One of our favorite Sora videos (so far) is the bling zoo, but there are so many good ones. This one-minute video of a woman walking around downtown Tokyo is wild. This 20-second video of “a gorgeously rendered papercraft world of a coral reef, rife with colorful fish and sea creatures” looks like a scene out of a Pixar movie. So does this 8-second clip of a fluffy monster.
This video of waves crashing against a Big Sur coastline makes it clear that stock video businesses will need to find a way to pivot if they want to keep the lights on. The same is true for video editors whose primary source of income is YouTube– especially the ones who focus on nature and animal scenery. MKBHD has an especially well-articulated perspective on the matter.
The headline here is that AI models are progressing too quickly to keep up with. Seriously– we included a horrifying text-to-speech video of Will Smith feeding himself spaghetti in a newsletter from less than a year ago (more like ten months ago). Look how far the technology has come since then. Forget video rendering– we didn’t even have enough time to evaluate Google Gemini before it got upstaged by.. itself.

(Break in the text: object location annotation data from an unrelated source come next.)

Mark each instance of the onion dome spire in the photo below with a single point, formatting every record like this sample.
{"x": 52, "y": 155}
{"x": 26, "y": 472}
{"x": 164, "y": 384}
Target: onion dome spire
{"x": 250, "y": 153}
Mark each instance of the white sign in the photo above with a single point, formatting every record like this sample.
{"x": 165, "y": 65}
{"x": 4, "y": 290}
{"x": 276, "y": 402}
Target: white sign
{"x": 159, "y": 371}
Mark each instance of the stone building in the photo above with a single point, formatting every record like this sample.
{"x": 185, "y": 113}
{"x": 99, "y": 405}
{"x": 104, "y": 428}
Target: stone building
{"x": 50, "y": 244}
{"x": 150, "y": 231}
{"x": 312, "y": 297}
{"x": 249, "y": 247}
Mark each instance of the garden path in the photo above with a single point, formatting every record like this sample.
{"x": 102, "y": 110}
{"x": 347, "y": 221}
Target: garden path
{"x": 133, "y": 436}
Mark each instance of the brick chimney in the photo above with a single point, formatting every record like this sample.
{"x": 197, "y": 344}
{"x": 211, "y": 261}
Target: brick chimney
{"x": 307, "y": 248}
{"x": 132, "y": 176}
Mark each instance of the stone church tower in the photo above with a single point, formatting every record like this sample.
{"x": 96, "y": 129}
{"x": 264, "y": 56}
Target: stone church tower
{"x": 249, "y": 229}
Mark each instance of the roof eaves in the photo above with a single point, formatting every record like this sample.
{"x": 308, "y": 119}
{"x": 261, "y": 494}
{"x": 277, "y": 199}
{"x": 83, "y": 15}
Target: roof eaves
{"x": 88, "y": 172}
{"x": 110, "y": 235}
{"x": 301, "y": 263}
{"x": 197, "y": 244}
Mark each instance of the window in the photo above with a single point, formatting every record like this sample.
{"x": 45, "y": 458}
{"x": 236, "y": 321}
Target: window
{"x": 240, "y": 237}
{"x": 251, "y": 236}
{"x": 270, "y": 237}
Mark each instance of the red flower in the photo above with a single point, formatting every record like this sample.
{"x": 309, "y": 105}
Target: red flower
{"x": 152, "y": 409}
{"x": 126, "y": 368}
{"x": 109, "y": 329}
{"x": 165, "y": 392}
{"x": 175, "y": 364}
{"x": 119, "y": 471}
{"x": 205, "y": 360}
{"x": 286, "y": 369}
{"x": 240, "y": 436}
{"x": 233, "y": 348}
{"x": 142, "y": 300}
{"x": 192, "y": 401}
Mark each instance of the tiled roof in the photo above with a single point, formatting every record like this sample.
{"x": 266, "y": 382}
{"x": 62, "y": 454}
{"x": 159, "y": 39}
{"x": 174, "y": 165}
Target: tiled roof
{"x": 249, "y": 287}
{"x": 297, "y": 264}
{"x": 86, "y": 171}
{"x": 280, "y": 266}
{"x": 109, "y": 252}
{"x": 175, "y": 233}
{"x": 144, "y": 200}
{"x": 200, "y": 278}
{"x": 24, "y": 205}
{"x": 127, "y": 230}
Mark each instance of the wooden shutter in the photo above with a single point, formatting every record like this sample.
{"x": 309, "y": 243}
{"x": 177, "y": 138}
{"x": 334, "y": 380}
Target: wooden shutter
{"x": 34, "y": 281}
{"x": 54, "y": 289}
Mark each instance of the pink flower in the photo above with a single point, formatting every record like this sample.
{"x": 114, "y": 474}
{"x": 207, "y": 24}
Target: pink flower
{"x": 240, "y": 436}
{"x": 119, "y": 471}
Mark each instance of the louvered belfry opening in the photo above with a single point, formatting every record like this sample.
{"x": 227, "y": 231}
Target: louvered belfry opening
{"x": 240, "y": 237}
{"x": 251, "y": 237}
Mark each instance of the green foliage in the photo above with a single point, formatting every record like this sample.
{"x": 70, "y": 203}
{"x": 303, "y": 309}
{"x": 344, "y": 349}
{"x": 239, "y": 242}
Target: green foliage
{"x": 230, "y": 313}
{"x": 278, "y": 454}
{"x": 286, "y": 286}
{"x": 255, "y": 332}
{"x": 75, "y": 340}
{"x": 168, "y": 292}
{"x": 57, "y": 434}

This is the part of the exponential advancement curve that feels exponential. If any of you are similarly having trouble keeping up with the latest thing, be aware of the fact that the pace of change will only accelerate from here. Ray Kurzweil looks less and less insane by the day (although we’d still firmly place him in the loony camp– he’s convinced that technology will rescue him from mortality).
Despite the fact that we haven’t tied the topics we’ve covered into Google Maps, we hope that the marketing implications of everything we’re writing about are clear. Most agencies have YouTube channels. Sora’s utility there is self-evident. Gemini 1.5 can help you write copy. Hell– Gemini can help you prospect clients and talk them into signing with you. The bad news is that Gemini can probably handle the marketing for most of those people too, but it’ll be a while before most business owners even know the right things to ask AI models to do (the same way that many non-coders can’t currently use ChatGPT to write software, even though that’s one of the things it excels at).
The big fear about democratizing the ability to spin high quality videos out of thin air is the impact that such a tool will have on misinformation, especially in a year when elections will be held in countries accounting for more than half of the world’s population (although this statistic includes contests where the outcome isn’t in doubt, like Russia [RIP Navalny]). This isn’t that, but our first closing link comes from TechCrunch. They’re analyzing the Biden campaign’s decision to make a TikTok account. We haven’t even talked about the Super Bowl yet this week, but The Atlantic ran an article on Monday about the many “shop like a billionaire” ads that Temu ran during the game. We’d also like to share a guide about launching and scaling a Facebook business page from Hootsuite. It’s incredibly useful information for your clients if not many of yourselves. Finally, there’s an ongoing Google Maps survey that we’d encourage all of you to participate in– the more marketers leaving feedback, the better.
We had to rewrite this blog post at the 11th hour because of two groundbreaking AI tools that got released yesterday. Despite the rush job, we hope everyone got something out of it. Have a wonderful weekend.